Tribune's filing for Chapter 11 bankruptcy protection earlier this week was the most dramatic sign of the perilous position the entire publishing industry is in.
Real estate mogul Sam Zell took the company private in $8.2 billion dollar debt-backed deal a year ago, and since then it's been struggling with declines in advertising that are hitting newspaper and local TV stations particularly hard. The company includes the Chicago Tribune, Los Angeles Times and ten other newspapers, plus 23 local TV stations.
Bearing $13 billion in debt, Tribune worked with its creditors to renegotiate its debt before filing for Chapter 11 in Delaware on Monday. The company had $1 billion in debt due this year and an $512 million interest payment due in June. With revenue falling, the company struggled with a requirement that debt from going private not exceed nine times the company's profits.
The company is still trying to sell its Chicago Cubs baseball team (see link below), its Wrigley Field stadium, and Tribune's share in a regional cable sports network, which could bring in more than $1 billion dollars.
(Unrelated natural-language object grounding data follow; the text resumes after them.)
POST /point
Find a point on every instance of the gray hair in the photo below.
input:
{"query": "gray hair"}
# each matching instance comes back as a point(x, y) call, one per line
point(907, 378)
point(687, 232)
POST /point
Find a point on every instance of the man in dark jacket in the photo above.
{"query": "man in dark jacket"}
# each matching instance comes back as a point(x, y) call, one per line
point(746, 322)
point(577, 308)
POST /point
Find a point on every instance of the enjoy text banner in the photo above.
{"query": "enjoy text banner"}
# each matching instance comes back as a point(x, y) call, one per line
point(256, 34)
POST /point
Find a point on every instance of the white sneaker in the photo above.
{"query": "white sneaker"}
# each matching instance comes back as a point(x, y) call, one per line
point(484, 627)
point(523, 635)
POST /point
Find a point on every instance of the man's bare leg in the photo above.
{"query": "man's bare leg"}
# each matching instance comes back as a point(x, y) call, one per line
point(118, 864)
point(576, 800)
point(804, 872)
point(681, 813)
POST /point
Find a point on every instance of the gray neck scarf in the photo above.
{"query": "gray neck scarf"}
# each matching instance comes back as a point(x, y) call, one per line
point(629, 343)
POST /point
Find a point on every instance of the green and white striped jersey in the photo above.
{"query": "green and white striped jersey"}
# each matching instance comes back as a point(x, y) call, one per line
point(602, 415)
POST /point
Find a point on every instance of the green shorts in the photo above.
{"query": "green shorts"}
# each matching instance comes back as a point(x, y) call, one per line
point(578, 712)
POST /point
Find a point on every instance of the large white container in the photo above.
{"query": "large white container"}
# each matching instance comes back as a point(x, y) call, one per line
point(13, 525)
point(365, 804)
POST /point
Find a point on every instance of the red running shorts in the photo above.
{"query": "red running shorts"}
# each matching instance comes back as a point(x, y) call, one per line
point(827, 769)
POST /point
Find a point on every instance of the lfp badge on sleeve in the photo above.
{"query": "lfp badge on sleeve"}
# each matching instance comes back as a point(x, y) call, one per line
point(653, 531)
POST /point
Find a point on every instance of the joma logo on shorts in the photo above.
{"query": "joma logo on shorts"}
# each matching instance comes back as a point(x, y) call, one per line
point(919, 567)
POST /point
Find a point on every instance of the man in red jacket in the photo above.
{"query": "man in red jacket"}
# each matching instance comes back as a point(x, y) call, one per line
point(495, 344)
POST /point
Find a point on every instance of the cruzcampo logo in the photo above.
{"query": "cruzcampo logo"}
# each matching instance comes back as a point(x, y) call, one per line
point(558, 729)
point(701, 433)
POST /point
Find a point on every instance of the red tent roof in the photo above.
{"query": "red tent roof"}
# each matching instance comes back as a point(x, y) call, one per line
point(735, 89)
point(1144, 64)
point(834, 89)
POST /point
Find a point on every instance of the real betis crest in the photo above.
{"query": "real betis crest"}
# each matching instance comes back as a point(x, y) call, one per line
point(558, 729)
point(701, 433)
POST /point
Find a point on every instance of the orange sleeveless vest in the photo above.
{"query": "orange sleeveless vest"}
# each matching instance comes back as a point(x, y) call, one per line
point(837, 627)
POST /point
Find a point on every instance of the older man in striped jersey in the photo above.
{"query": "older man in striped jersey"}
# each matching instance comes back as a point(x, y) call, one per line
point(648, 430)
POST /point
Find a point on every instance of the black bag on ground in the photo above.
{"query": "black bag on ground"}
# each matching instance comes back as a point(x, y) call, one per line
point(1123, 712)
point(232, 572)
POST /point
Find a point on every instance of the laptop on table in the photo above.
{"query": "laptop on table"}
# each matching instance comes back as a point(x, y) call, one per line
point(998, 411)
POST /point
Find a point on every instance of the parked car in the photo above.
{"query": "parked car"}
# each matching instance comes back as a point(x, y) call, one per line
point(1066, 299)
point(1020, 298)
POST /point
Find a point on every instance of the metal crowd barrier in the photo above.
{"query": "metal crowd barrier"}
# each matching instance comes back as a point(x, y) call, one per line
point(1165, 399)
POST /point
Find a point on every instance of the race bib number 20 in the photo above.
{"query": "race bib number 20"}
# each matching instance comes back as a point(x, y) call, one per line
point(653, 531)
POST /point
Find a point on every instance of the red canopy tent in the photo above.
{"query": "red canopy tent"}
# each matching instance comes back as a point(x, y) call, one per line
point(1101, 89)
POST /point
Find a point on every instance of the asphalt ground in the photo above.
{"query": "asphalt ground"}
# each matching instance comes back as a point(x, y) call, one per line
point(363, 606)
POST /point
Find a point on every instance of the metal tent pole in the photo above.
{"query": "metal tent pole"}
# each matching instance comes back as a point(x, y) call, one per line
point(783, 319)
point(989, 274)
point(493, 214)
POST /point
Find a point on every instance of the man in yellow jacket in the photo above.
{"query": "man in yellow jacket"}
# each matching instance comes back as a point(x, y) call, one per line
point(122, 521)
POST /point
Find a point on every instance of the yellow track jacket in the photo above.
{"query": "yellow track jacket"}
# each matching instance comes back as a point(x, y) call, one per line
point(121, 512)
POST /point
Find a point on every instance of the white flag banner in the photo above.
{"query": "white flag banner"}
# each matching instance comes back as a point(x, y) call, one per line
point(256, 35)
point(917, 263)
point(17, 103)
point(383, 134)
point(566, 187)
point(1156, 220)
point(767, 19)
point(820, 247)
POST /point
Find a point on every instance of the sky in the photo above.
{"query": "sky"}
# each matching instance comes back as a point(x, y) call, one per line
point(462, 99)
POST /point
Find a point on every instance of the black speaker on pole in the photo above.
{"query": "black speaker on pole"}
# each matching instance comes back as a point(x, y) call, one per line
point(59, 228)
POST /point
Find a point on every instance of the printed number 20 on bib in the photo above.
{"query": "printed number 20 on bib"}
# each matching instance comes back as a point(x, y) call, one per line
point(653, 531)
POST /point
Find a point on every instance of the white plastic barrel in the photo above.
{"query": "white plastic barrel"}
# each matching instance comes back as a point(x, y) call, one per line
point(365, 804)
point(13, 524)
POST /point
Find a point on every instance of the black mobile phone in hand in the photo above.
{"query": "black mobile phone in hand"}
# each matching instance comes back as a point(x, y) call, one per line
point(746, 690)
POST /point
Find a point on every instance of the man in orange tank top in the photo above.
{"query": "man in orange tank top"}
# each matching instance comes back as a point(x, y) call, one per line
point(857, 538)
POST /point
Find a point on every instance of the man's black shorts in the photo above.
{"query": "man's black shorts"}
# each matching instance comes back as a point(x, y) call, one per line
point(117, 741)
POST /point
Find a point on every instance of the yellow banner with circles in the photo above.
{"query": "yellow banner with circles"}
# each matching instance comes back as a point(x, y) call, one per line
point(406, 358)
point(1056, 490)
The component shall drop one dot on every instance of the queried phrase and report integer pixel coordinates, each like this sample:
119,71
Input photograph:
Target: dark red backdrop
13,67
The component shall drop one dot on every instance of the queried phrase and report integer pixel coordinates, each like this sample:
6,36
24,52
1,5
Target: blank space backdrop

Zell expected to have the Cubs sold by the end of the year, but tight credit markets, among other things, delayed the sale.
Now Tribune says unsecured creditors include JP Morgan Chase (NYSE:JPM), with $8.57 billion in a claim under a senior facility, and Merrill Lynch (MER) with a $1.6 billion claim under a bridge loan facility. And Tribune's employees are also on the hook: the company's employee stock ownership plan owns 56.5 million shares of the company.
Yesterday Zell spoke exclusively with CNBC's Maria Bartiromo. He said if 2008 had been a year like 2007 or 2006, the Tribune company would be okay. Zell said: "This was like a giant tsunami, a giant storm, there was no way to overcome it." His point being that if ad sales had maintained any of their strength from the last few years, the calculations behind his buyout would have worked.
Still, there were questions about this acquisition since the very beginning, before the ad markets really collapsed. Sixteen months ago I blogged about Zell closing in on Tribune and as the Wall Street Journal points out, I mentioned how the company's financial situation could easily get worse. From my July 24, 2007 blog: "The worse the company does, the worse the debt burden for the employee stock ownership plan that Zell’s using to structure the deal. Even if the deal wins approval from shareholders and the government it must borrow $4.2 billion (in addition to the $7 billion it’s already borrowed to buy back shares for the first step of the transaction). And think about the premium!"
This year's economic crisis was certainly a perfect storm -- or tsunami -- for Zell. But there's still no doubt that the newspaper industry has faced a sector shift for a while. Advertisers are shifting more classified ads and the like online, which puts local TV and newspapers in a rough spot.